Re: HH DL585 warm boot fail (old)
From: Bjorn Helgaas
Date: Wed Oct 24 2018 - 09:49:51 EST
On Wed, Oct 24, 2018 at 10:47:24AM +0300, Meelis Roos wrote:
> > Would you mind opening a report at https://bugzilla.kernel.org? I'm
> > not sure if anybody will be able to do anything about this, but it's
> > always possible.
>
> Submitted now, https://bugzilla.kernel.org/show_bug.cgi?id=201503
>
> > A complete dmesg log and "sudo lspci -vv" output from a successful
> > boot would be a good start. And if you have a screenshot of the
> > failure, that would help, too. You can use the "ignore_loglevel"

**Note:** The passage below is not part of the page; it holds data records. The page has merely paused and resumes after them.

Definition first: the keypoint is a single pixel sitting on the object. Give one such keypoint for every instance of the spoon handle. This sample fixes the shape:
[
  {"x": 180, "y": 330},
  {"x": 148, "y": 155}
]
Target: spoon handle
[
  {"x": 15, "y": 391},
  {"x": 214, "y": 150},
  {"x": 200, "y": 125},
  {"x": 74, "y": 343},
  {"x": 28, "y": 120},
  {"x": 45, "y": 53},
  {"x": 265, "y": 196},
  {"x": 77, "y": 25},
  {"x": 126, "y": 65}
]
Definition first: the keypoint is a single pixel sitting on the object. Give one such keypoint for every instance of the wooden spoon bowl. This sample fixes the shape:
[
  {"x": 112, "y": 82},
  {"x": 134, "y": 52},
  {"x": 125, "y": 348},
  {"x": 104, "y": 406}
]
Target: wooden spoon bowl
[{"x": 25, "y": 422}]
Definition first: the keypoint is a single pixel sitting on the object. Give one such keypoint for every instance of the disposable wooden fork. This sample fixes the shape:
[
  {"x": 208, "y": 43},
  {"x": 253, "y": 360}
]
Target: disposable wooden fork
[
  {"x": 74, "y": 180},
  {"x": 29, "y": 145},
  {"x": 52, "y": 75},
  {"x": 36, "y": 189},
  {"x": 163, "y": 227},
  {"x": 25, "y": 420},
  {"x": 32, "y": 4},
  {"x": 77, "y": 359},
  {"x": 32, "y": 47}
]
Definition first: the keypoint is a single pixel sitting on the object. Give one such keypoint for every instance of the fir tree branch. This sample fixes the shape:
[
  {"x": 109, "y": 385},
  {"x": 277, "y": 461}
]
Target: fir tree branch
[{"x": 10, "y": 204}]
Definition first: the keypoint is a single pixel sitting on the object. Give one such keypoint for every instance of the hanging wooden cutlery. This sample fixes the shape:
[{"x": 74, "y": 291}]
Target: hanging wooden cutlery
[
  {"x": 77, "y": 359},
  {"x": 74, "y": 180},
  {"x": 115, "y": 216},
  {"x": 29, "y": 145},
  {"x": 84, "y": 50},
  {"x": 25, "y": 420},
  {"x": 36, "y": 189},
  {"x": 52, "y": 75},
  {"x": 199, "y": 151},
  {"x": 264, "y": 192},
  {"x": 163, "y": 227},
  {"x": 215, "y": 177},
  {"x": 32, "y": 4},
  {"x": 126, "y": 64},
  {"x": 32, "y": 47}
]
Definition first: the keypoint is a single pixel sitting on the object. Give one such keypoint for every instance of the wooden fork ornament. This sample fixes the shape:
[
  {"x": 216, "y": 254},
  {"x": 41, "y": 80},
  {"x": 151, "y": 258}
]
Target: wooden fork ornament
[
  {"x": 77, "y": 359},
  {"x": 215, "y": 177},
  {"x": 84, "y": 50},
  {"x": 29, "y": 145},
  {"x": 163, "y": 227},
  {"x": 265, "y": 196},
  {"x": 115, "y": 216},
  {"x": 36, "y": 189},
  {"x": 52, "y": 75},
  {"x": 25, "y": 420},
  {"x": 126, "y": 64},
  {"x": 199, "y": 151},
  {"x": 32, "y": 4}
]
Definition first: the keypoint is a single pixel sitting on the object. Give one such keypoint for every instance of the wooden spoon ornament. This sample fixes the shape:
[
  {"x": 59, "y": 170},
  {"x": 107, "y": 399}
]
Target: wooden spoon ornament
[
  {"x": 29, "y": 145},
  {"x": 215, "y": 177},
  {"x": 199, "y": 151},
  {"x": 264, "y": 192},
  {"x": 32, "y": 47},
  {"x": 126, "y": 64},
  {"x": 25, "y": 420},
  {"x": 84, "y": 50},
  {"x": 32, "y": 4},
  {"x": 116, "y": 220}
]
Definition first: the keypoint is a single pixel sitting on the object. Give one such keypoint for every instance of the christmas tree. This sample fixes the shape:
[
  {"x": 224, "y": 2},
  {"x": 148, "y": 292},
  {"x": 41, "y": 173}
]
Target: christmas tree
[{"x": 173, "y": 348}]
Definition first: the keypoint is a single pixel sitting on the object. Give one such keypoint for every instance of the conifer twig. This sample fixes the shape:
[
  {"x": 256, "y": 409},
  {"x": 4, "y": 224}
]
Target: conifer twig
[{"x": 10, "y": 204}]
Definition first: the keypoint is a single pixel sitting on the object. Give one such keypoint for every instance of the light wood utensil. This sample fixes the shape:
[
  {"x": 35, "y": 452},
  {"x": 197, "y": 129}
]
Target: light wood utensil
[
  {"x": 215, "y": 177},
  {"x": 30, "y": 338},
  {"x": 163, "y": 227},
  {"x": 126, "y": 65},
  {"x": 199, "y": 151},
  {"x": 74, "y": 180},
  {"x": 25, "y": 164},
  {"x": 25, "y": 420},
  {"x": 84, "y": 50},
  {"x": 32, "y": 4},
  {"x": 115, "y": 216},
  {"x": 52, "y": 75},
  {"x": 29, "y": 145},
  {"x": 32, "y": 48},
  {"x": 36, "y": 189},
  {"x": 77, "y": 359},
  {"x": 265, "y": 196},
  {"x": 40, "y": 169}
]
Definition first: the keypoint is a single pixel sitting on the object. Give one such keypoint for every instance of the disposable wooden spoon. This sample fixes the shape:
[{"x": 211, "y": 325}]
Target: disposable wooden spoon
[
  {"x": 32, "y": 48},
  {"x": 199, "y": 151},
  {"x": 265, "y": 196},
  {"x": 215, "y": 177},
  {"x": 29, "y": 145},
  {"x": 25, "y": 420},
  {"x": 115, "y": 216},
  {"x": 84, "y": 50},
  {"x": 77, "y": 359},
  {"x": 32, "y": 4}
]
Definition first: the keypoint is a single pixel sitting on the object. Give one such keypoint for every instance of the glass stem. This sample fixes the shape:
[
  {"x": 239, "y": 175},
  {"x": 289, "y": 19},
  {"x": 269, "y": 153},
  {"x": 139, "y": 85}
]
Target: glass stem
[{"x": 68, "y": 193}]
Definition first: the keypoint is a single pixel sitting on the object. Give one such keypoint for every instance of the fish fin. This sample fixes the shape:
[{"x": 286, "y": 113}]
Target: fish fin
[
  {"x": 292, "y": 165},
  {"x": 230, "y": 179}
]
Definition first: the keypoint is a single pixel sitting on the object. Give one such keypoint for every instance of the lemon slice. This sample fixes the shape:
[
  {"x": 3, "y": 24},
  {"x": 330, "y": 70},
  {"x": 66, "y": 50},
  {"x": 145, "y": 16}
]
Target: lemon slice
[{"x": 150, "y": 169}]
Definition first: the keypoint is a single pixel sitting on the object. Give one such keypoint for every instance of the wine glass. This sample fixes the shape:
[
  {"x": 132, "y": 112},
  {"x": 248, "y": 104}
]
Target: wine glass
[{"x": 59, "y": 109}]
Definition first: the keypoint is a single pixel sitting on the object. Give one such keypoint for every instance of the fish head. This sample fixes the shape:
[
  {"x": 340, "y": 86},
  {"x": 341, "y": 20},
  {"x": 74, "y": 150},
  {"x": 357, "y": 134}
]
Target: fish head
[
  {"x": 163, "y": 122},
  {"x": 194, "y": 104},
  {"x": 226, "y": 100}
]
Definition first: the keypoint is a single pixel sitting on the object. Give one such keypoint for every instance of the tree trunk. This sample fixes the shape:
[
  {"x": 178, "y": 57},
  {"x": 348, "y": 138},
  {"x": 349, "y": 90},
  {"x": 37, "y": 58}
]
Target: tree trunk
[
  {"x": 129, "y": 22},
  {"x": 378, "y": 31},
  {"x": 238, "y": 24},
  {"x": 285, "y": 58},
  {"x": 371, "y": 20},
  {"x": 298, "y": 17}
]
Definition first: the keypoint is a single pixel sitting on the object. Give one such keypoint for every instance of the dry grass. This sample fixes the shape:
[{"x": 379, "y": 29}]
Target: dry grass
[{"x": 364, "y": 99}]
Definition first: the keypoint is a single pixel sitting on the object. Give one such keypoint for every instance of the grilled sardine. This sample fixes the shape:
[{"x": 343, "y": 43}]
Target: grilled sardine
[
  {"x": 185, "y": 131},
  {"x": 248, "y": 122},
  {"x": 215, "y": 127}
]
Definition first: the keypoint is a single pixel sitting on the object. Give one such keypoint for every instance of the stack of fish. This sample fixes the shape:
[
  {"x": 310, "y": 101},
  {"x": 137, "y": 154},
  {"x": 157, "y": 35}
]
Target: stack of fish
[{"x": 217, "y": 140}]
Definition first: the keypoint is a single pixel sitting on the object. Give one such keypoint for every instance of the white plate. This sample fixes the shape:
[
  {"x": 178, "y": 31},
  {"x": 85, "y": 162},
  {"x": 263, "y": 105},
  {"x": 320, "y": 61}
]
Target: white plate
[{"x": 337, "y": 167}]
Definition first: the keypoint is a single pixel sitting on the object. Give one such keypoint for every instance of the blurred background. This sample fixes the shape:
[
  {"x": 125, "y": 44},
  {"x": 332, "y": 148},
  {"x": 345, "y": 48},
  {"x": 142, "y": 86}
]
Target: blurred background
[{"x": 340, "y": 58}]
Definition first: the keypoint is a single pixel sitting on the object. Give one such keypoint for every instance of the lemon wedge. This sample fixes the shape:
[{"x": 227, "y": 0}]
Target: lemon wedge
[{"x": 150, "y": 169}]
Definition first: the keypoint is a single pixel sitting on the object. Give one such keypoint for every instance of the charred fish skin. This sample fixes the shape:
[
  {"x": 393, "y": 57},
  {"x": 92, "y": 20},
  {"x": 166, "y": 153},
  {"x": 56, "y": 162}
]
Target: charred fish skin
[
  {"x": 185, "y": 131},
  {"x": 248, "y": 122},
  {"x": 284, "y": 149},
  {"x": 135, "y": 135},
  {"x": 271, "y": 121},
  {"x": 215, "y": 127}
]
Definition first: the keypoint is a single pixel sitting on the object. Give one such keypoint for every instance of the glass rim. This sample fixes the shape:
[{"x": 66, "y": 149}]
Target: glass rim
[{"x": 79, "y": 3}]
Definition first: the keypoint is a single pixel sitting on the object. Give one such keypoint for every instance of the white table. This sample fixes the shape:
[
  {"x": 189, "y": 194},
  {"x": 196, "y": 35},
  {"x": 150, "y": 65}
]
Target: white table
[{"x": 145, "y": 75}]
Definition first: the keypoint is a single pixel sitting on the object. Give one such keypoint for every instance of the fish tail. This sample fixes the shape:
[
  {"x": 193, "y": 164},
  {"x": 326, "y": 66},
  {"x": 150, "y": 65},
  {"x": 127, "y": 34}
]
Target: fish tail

> > kernel parameter to make sure we see everything on the console.
>
> Added.
>
> > Does this machine have an iLO? If so, it may have logs that
> > could be useful if this is related to some sort of bus error.
>
> Nothing in the ILO logs.
Great, thanks!
Can you try the patch below? This is extracted from the code here:
https://github.com/joyent/illumos-joyent/blob/b6a0b04d591f5b877cfe05f45e81f0e8a5cfc2b3/usr/src/uts/intel/io/pci/pci_boot.c#L1805
I'm not sure why this would be only an intermittent problem, but at
least we can see if this is related.
diff --git a/drivers/pci/quirks.c b/drivers/pci/quirks.c
index 6bc27b7fd452..842f900ed194 100644
--- a/drivers/pci/quirks.c
+++ b/drivers/pci/quirks.c
@@ -5113,3 +5113,15 @@ DECLARE_PCI_FIXUP_FINAL(PCI_VENDOR_ID_MICROSEMI, 0x8575,
quirk_switchtec_ntb_dma_alias);
DECLARE_PCI_FIXUP_FINAL(PCI_VENDOR_ID_MICROSEMI, 0x8576,
quirk_switchtec_ntb_dma_alias);
+
+static void quirk_amd_8111(struct pci_dev *pdev)
+{
+ u8 ioc;
+
+ pci_read_config_byte(pdev, 0x40, &ioc);
+ if (ioc & 0x80) {
+ pci_info(pdev, "disabling NMI on error\n");
+ pci_write_config_byte(pdev, 0x40, ioc & ~0x80);
+ }
+}
+DECLARE_PCI_FIXUP_EARLY(PCI_VENDOR_ID_AMD, 0x7468, quirk_amd_8111);